Humeurs taurines et éclectiques

mardi 17 juillet 2012

Quand les «zantis» avaient de l'esprit...

Gravure illustrant l'article du "Monde Illustré" de 1868
Ironique, fin, bien écrit dans un français correct, la critique anti-taurine de 1868, c'était quand même autre chose! On est loin de la vulgarité, de l'injure, de la haine brute et sommaire de nos contempteurs contemporains et de leurs slogans simplistes.
L'humour, quelle meilleure arme?
Mais est-ce vraiment complètement «una broma»? Il y a bien eu corrida à Bilbao, le dimanche 8 juin 1868.
En ces temps «héroïques» on voyait de tout dans les arènes, depuis les «Don Tancredo» qui s'exposaient immobiles sur des piedestaux, maquillés en statue de Cid psychédélique (lire J. VIDAL à ce sujet), jusqu'à des confrontations hallucinantes entre un toro, un lion ou un éléphant, voire une meute de molosses.
En 1977, dans un village des Urdes, lors d'une fête de village, j'ai bien vu piquer un morucho depuis une remorque de tracteur!

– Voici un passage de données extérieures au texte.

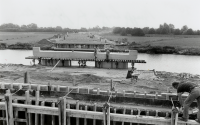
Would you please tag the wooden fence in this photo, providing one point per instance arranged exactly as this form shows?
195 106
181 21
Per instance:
98 91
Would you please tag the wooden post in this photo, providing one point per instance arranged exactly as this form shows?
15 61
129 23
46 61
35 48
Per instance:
4 116
53 117
49 89
88 90
85 120
77 108
30 115
62 111
145 94
104 116
156 96
131 114
27 99
68 117
198 116
124 111
111 85
9 109
98 91
108 92
138 111
16 113
108 114
58 88
37 95
156 113
26 77
124 93
94 109
74 80
42 116
115 110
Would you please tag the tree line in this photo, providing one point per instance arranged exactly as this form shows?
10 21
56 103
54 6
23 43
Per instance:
163 29
9 27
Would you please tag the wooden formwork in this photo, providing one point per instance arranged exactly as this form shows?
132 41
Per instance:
66 109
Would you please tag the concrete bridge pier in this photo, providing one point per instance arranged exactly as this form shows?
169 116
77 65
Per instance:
66 63
43 62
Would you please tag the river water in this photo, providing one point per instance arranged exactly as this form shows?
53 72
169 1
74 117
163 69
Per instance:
159 62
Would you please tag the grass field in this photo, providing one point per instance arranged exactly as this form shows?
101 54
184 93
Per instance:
183 41
23 37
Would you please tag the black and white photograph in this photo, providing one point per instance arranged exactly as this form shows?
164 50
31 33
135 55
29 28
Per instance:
99 62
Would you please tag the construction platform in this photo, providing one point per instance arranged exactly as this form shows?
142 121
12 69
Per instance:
63 108
102 59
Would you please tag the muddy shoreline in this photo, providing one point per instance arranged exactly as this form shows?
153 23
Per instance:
94 78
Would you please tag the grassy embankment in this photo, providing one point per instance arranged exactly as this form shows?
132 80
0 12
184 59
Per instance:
22 40
169 44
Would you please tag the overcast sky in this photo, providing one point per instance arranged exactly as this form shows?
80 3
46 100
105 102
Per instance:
90 13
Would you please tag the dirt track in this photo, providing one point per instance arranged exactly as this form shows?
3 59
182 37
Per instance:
93 78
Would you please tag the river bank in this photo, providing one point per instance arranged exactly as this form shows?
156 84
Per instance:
94 78
140 48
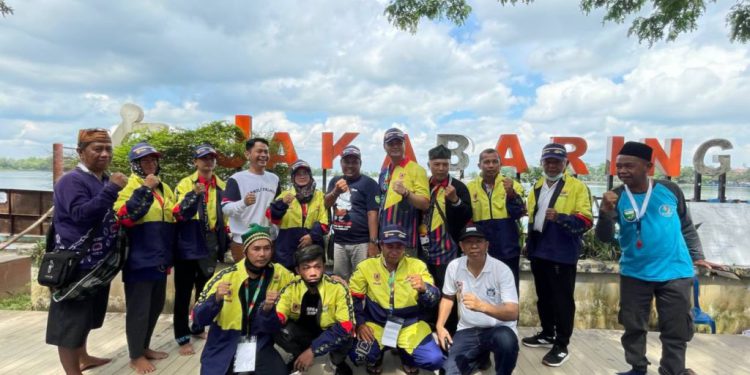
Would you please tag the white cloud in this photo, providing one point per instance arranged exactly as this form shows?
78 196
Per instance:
537 71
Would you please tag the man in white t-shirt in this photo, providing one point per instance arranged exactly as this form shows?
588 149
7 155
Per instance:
488 309
248 194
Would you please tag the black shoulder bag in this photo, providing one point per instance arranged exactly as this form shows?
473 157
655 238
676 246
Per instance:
58 267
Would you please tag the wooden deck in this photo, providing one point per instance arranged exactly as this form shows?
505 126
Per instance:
23 351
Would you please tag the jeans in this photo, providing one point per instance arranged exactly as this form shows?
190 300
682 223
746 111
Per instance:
555 287
675 321
472 344
346 257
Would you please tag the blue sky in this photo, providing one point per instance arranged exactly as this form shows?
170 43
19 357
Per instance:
537 71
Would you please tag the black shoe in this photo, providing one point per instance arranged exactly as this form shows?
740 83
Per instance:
343 369
484 363
556 357
538 341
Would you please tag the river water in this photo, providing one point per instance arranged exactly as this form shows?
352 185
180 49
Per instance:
41 180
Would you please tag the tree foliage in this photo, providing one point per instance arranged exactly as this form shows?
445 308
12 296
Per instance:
176 147
666 19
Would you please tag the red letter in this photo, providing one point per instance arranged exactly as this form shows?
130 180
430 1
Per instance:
614 145
668 164
574 156
244 122
509 142
332 150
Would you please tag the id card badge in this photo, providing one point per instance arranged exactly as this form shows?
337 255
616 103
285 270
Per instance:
424 240
391 331
244 358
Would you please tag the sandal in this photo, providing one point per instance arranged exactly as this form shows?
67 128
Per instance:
410 370
375 368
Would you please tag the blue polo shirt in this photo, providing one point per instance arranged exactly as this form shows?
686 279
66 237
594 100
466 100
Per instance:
664 254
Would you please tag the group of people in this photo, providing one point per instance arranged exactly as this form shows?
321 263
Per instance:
425 267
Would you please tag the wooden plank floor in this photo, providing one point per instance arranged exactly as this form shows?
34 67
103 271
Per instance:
23 351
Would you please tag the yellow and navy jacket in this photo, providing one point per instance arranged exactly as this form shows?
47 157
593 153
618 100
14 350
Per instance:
296 220
560 240
226 317
393 208
335 313
147 216
444 221
197 216
370 286
496 214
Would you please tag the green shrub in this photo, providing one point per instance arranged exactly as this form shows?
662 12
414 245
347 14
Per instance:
176 147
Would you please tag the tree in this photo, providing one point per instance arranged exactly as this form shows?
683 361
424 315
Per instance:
5 9
176 147
667 19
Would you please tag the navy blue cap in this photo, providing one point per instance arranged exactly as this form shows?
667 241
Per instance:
392 134
394 233
142 149
554 150
203 150
471 230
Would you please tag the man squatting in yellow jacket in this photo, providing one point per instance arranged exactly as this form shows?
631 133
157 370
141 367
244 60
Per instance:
238 305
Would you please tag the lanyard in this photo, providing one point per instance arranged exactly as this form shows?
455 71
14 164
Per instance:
639 213
391 286
251 304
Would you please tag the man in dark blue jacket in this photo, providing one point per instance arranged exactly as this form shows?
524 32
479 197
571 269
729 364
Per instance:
201 238
83 207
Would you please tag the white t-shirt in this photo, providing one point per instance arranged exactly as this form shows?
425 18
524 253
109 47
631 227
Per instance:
265 187
495 285
545 196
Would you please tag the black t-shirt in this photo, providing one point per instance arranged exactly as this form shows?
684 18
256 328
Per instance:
308 316
351 207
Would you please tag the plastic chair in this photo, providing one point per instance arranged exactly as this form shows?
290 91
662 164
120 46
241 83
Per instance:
700 317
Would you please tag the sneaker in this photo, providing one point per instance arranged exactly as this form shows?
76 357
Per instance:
538 341
343 369
556 357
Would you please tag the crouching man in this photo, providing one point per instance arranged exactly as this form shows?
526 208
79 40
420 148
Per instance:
487 305
238 304
317 315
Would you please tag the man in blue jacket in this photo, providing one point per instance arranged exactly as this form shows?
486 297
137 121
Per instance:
83 202
201 238
559 214
659 246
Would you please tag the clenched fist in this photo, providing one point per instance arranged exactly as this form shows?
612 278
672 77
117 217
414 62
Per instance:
450 194
417 283
341 187
199 188
223 289
151 181
399 187
249 199
271 297
288 198
609 200
118 179
508 185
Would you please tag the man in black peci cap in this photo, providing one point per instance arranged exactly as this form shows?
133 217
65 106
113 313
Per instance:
317 315
659 246
485 291
201 238
559 209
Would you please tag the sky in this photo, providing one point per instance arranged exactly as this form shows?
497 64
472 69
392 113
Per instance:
537 71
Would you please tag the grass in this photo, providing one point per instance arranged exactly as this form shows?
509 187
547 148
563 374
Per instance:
19 302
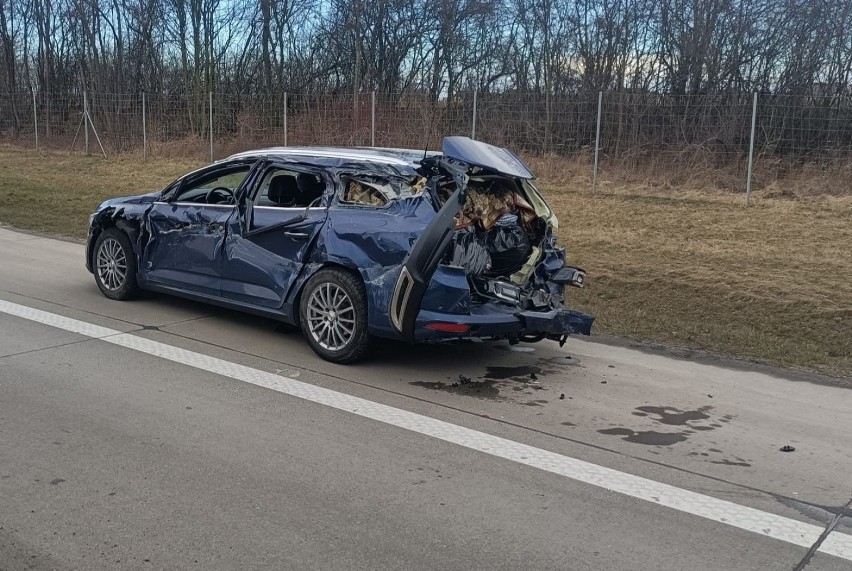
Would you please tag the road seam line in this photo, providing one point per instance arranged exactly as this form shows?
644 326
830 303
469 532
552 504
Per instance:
722 511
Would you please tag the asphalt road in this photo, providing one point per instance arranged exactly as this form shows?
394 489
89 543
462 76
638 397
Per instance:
165 434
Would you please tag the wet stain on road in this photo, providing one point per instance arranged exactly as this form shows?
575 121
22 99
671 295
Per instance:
648 437
726 462
520 372
673 416
478 389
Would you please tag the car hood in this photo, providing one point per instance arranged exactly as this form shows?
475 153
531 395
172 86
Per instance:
479 154
135 199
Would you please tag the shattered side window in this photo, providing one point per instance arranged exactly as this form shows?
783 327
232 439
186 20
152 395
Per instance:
364 193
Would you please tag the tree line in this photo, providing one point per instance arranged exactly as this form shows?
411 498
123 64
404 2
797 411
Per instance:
431 47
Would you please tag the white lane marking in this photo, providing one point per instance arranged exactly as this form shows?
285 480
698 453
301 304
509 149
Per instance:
722 511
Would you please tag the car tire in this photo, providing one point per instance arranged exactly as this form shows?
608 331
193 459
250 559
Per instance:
114 265
333 315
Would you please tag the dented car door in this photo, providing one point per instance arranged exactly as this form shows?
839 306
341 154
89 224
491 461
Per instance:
271 238
186 231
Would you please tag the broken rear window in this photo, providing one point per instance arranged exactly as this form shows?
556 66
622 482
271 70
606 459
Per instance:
375 191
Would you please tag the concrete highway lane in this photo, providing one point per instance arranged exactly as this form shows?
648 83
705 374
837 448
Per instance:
165 434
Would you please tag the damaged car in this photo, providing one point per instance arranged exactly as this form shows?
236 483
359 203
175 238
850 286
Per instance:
351 244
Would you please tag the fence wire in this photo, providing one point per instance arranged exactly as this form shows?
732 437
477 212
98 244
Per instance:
639 132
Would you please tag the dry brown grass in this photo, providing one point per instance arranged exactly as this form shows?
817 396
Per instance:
689 266
772 282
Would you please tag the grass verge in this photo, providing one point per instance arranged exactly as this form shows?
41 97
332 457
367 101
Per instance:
771 283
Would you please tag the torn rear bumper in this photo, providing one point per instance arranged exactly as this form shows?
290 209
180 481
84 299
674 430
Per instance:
500 320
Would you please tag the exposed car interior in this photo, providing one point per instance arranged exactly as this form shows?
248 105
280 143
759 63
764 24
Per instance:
288 189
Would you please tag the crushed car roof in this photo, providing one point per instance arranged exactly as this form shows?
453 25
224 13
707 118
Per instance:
397 157
475 153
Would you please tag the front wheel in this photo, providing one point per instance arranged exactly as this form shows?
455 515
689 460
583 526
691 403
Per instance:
333 315
115 265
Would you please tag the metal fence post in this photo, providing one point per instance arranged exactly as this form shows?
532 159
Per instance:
751 148
144 130
86 120
597 143
210 107
473 122
373 118
35 119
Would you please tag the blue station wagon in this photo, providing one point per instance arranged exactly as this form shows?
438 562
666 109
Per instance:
351 244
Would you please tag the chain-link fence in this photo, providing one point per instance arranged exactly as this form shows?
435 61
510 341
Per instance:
726 140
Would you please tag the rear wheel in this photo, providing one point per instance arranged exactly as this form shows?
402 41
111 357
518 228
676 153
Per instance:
333 315
115 265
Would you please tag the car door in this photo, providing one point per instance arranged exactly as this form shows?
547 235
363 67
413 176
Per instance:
270 240
459 155
187 229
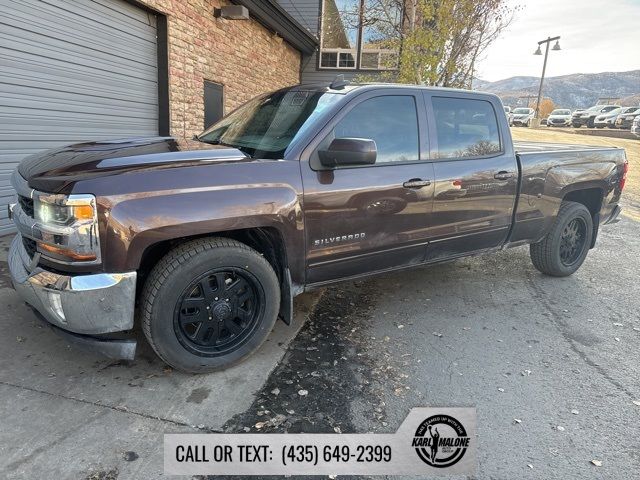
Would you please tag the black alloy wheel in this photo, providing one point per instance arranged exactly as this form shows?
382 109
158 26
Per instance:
572 241
218 311
209 303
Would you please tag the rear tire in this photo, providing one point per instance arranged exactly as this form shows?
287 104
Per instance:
208 304
565 247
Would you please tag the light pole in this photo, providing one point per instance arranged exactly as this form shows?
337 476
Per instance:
544 65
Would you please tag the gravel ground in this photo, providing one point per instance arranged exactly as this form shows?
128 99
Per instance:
550 364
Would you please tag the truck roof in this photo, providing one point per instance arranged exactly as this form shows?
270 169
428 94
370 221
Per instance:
351 87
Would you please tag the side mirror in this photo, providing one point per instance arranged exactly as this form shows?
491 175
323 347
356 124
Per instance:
344 152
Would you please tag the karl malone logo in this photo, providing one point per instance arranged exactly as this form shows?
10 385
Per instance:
441 441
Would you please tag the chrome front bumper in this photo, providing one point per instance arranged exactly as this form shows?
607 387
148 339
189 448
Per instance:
83 304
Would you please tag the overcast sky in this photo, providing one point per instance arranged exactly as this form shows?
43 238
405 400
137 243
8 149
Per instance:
597 36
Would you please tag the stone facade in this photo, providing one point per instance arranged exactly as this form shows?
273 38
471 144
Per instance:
242 55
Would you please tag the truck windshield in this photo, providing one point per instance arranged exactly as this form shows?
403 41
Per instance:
265 126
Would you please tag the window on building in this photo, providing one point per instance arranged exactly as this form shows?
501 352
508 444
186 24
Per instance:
395 129
360 34
465 128
213 103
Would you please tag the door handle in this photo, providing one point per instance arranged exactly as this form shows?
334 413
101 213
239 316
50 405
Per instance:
503 175
416 183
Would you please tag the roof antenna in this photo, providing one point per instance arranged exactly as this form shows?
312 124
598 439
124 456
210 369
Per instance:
339 83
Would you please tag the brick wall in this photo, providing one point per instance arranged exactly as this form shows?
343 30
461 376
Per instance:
242 55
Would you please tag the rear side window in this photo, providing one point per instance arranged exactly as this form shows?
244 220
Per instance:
465 128
391 121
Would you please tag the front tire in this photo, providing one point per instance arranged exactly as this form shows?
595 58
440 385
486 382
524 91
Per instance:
208 304
565 247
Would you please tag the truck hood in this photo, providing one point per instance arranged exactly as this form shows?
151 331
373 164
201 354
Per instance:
53 170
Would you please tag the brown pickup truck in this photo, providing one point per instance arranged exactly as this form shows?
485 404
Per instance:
205 242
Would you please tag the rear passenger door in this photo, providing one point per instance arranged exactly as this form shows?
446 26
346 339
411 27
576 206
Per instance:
476 174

Les vélocipèdes et les courses de taureaux
Bilbao, 8 juin 1868

Monsieur le Directeur,
Au moment où l'on s'occupe sérieusement en France des vélocipèdes, je crois vous être agréable en vous signalant un emploi très original de cette ingénieuse machine, dans la ville de Bilbao, aux courses de taureaux qui ont eu lieu le 7 juin. Désormais, si cet usage se généralise, on ne pourra plus considérer les combats de taureaux comme un spectacle de sang et d'horreur, indigne d'un peuple civilisé.
Le vélocipède a remplacé le cheval dans les courses de taureaux et nous avons vu, avec admiration, un jeune homme intrépide, vélocipédiste de première force, combattre un taureau en costume de picador, et, la lance au poing, se présenter en face de l'animal furieux aussi tranquille que s'il eût monté le meilleur cheval de Cordoue.
Comme il ne pouvait s'arrêter, sous peine de perdre l'équilibre, c'était un spectacle curieux de le voir tourner deux ou trois fois sur lui même, afin de pouvoir se trouver en face du taureau furieux qui parvint à le renverser, mais qui, blessé au cou par la pique du picador, fut contraint par la douleur à prendre la fuite.
Le public applaudissait frénétiquement au sang-froid du jeune homme et à la merveilleuse adresse avec laquelle il manoeuvrait son vélocipède, et l'on se demandait s'il ne serait pas possible de remplacer les chevaux par de semblables machines qui éviteraient le spectacle horrible de la mort de ces malheureuses bêtes, trop souvent offert aux spectateurs des courses.
La photographie que je vous adresse est d'un photographe de notre ville, Monsieur Pica-Groom.
Recevez, etc.
Batisto de Leguina

NOTA: Pica-Groom a vraiment existé, il s'agît d'Eduardo López de Ceballos y del Hoyo (pseudonyme acronymique Campogiro). Photographe de Santander, établi également à Valladolid et dans les Asturies. Il fut l'auteur de beaucoup des plus anciennes photographies de Santander et de sa province, qu'il publia dans un célèbre album. Il se faisait appeler «photographe officiel du Vice-roi d'Egypte».
Par contre, aucune trace de Batisto de Leguina...

Cliché de Pica-Groom





1 commentaire:

Marc Delon a dit…

Ce n'est pas de l'humour, on dirait... la demande semble sérieuse et on note que ces anti-là ne plaignaient pas encore le toro mais seulement le cheval.